Seeking to address this issue is a new paper by Crime and Security Research Institute (CSRI) PhD student Liam Hiley, recently presented at the International Joint Conference on Artificial Intelligence (ICJAI) in Macau, China.
For this paper, researchers created a new algorithm to allow an AI system that processes video, for example CCTV feeds, to generate explanations for the events it detects. This novel technique allows the AI system to separate the temporal and spatial aspects of the video, which are the most important components for its decision making process. In video, unlike still images, quick changes in a scene are often the most important aspect used for deciding what is happening. In a fight captured on CCTV, for example, the technique can highlight a rapid action such as a punch as being particularly relevant, assuring a user that the AI is focussing on the "right" aspects of a scene.
The example images here are from a sports video of a tennis match. The first set frames shows the original video, while the second set shows the explanation for why the AI system decides it is a tennis match.
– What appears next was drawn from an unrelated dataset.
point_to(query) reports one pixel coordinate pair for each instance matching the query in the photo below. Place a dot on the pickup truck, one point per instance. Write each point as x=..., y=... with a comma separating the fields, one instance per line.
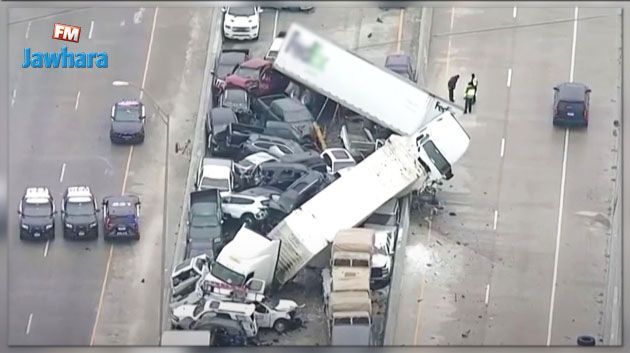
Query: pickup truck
x=280, y=107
In this example, the ball is highlighted in red because the AI system considers it to be an important "temporal feature" - in other words, a highly relevant fast-changing feature of the video.
The research was undertaken as part of the DAIS ITA programme funded by Dstl and the US Army research Laboratory. The paper was presented by Dr Federico Cerutti as part of the IJCAI 2019 Workshop on Explainable Artificial Intelligence (XAI).